Custodian of the famous Pitch Drop Experiment died without ever seeing the pitch drop

Back in early August, I had the pleasure of interviewing John Mainstone, the man who has taken care of the Pitch Drop Experiment at Australia's University of Queensland since 1961. The experiment has been running since 1927, when Professor Thomas Parnell set out to show his students that coal-tar pitch can behave as both a solid and a liquid. Despite being hard enough to break with a hammer, the pitch also drips … sliding very, very slowly down the neck of a funnel into a beaker.

In Mainstone's years as custodian, the drops have dripped five times. He never got a chance to watch any of them, either in person, or on video. The first falling drop he ever saw came this earlier this summer, when a different pitch drop experiment in Ireland managed to catch the event on camera.

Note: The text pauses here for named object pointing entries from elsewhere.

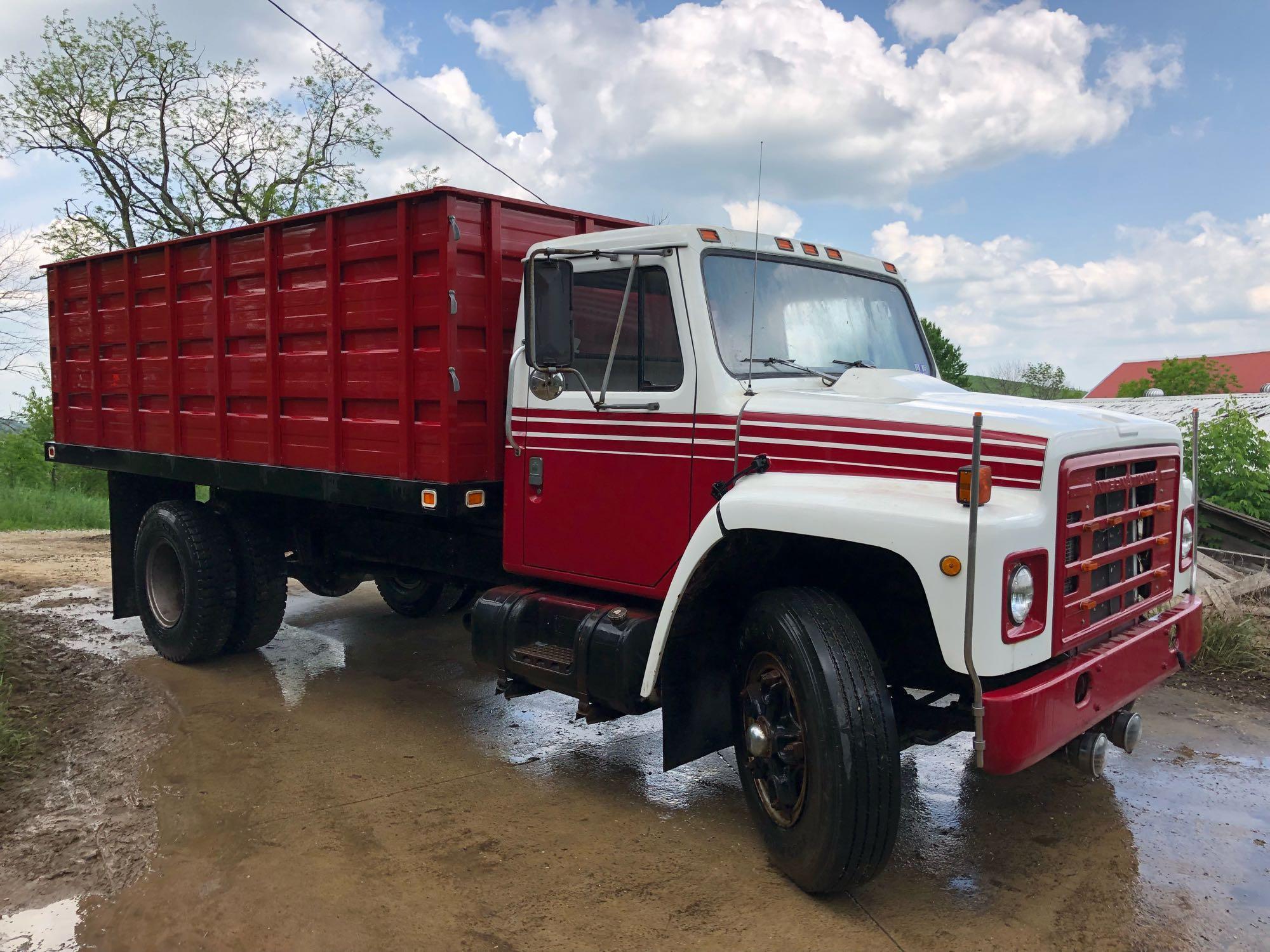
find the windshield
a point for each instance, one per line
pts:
(808, 315)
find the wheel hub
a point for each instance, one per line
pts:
(166, 585)
(774, 739)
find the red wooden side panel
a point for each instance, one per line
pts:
(328, 341)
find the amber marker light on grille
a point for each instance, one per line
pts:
(963, 486)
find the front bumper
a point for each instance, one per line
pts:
(1033, 719)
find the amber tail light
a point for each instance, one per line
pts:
(963, 486)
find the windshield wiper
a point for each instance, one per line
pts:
(773, 361)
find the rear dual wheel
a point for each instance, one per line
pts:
(817, 747)
(208, 583)
(417, 596)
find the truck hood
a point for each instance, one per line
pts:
(907, 398)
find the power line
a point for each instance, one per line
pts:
(448, 133)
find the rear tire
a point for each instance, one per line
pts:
(417, 596)
(261, 582)
(817, 746)
(185, 576)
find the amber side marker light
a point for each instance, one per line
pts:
(963, 484)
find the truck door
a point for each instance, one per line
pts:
(609, 491)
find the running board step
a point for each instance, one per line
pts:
(543, 656)
(592, 651)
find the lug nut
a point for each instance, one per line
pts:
(1089, 752)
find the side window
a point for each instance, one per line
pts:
(648, 350)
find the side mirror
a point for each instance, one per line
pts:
(551, 313)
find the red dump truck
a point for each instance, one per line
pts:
(690, 469)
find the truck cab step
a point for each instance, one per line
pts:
(556, 658)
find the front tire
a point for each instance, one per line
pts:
(416, 596)
(184, 567)
(817, 746)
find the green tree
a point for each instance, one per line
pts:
(422, 178)
(171, 144)
(1183, 376)
(1047, 381)
(948, 356)
(1234, 461)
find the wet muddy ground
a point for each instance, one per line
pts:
(358, 785)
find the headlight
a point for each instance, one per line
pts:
(1022, 592)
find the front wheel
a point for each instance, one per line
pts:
(817, 746)
(416, 596)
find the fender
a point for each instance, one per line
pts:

Mainstone's pitch is predicted to drop later this fall, but he won't be around to see it. Last week, I received an email from his daughter Julia, confirming that Mainstone had died of a stroke on August 23rd. He was 78. You didn't have to talk to Mainstone for very long to get a sense of the passion he had for the pitch drop project. I'm glad I got a chance to speak with him before he died and, in a couple of weeks, we'll be running a feature story here at BoingBoing based, in part, on those interviews.

In the meantime, the Pitch Drop Experiment has a new custodian, Andrew White, a physics professor and former student of Mainstone.